Deep learning neural network 11 common pitfalls and countermeasures

The author lists 11 common problems that may be encountered when building a neural network, including preprocessing data, regularization, learning rate, activation function, network weight setting, etc., and provides solutions and explanations for reasons, which is useful for deep learning practice. data.

Deep learning neural network 11 common pitfalls and countermeasures

Problem Description

When using neural networks, it is important to think about how to properly normalize data. This is a step that cannot be changed - if this step is not done carefully and correctly, your network will be almost impossible to work with. Since this step is very important and well known in the deep learning community, it is rarely mentioned in the paper, so beginners often make mistakes in this step.

Deep learning neural network 11 common pitfalls and countermeasures

How to solve it?

In general, normalizaTIon means subtracting the mean from the data and dividing it by its variance.
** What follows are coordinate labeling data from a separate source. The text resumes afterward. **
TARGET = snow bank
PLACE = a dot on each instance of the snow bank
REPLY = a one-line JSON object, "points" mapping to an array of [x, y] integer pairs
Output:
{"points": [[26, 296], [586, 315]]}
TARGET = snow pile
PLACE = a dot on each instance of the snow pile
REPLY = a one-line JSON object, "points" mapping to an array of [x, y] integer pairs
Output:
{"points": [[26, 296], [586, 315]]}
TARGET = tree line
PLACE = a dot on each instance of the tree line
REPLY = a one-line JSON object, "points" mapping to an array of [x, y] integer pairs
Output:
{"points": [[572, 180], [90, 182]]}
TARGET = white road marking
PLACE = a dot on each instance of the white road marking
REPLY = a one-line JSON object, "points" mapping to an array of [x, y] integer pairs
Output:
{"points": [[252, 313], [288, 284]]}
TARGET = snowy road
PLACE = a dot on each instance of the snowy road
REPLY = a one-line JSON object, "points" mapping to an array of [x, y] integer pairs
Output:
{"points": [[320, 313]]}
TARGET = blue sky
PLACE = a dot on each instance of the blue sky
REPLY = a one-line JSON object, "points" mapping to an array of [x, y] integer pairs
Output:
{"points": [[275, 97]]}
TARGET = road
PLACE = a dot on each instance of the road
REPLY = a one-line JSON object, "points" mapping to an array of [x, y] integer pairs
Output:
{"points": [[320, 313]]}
Usually this is done separately for each input and output feature, but you may often want to standardize certain features on the feature set or specifically on the main wing.

why?

The main reason we need to normalize the data is that most neural network processes assume that both input and output data are distributed with a standard deviation of about 1 and an average of about zero. These assumptions are everywhere in the deep learning literature, from weight initialization, activation functions to training network optimization algorithms.
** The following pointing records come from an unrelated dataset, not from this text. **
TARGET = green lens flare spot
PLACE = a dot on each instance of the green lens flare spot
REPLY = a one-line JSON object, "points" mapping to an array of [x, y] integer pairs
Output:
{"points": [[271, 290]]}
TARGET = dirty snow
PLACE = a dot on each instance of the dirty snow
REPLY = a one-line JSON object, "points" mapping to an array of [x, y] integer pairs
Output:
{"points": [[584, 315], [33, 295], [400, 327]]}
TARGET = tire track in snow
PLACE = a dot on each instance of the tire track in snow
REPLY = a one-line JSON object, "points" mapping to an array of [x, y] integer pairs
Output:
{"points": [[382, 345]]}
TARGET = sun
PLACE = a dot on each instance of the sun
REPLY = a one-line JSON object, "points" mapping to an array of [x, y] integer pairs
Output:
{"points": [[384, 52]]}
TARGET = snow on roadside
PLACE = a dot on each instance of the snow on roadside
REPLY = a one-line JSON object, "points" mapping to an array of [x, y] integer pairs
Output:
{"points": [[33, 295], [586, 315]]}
Also need to pay attention

Untrained neural networks typically output values ​​between approximately -1 and 1 range. Some problems arise if you want to output values ​​in other ranges (for example, RBG images are stored in bytes ranging from 0-255). At the beginning of the training, the network will be very unstable, because for example the expected value is 255, the network produces a value of -1 or 1 - which is considered a serious error by most optimization algorithms used to train neural networks. This can create excessive gradients that can cause gradient explosions. If it doesn't explode, the first few stages of training are wasted because the network first learns to narrow the output to roughly the expected range. If the data is normalized (in this case, you can simply divide the value by 128 and subtract 1), these problems will not occur.
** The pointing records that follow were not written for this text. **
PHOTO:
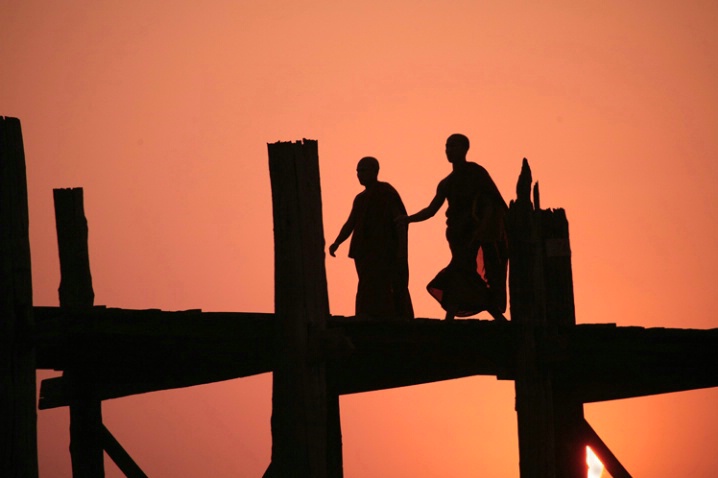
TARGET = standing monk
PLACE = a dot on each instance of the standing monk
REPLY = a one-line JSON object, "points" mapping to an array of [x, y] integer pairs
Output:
{"points": [[475, 279], [378, 247]]}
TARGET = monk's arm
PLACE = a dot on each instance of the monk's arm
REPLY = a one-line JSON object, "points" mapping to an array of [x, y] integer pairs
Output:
{"points": [[343, 235], [430, 210]]}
In general, the size of the features in the neural network also determines its importance. If one of the features in the output is large in size, it will produce a larger error than other features. Similarly, large-scale features in the input will dominate the network and cause larger changes downstream. Therefore, automatic normalization using neural network libraries is often not enough. These neural network libraries blindly subtract the average and divide by the variance on the basis of each feature. You might have an input feature, usually ranging from 0.0 to 0.001 - the range of this feature is so small because it's an unimportant feature (in which case you might not want to rescale), or because of Other features have some smaller units (in which case you might want to rescale)? Similarly, be careful with features with such a small range that their variance is close to or equal to zero, and if they are normalized, NaN will be unstable. It's important to think carefully about these issues—consider what each of your features really represents and equalize the “units” of all input features, treating the process as normalized. This is one of the few aspects that I think people really need in this loop in deep learning.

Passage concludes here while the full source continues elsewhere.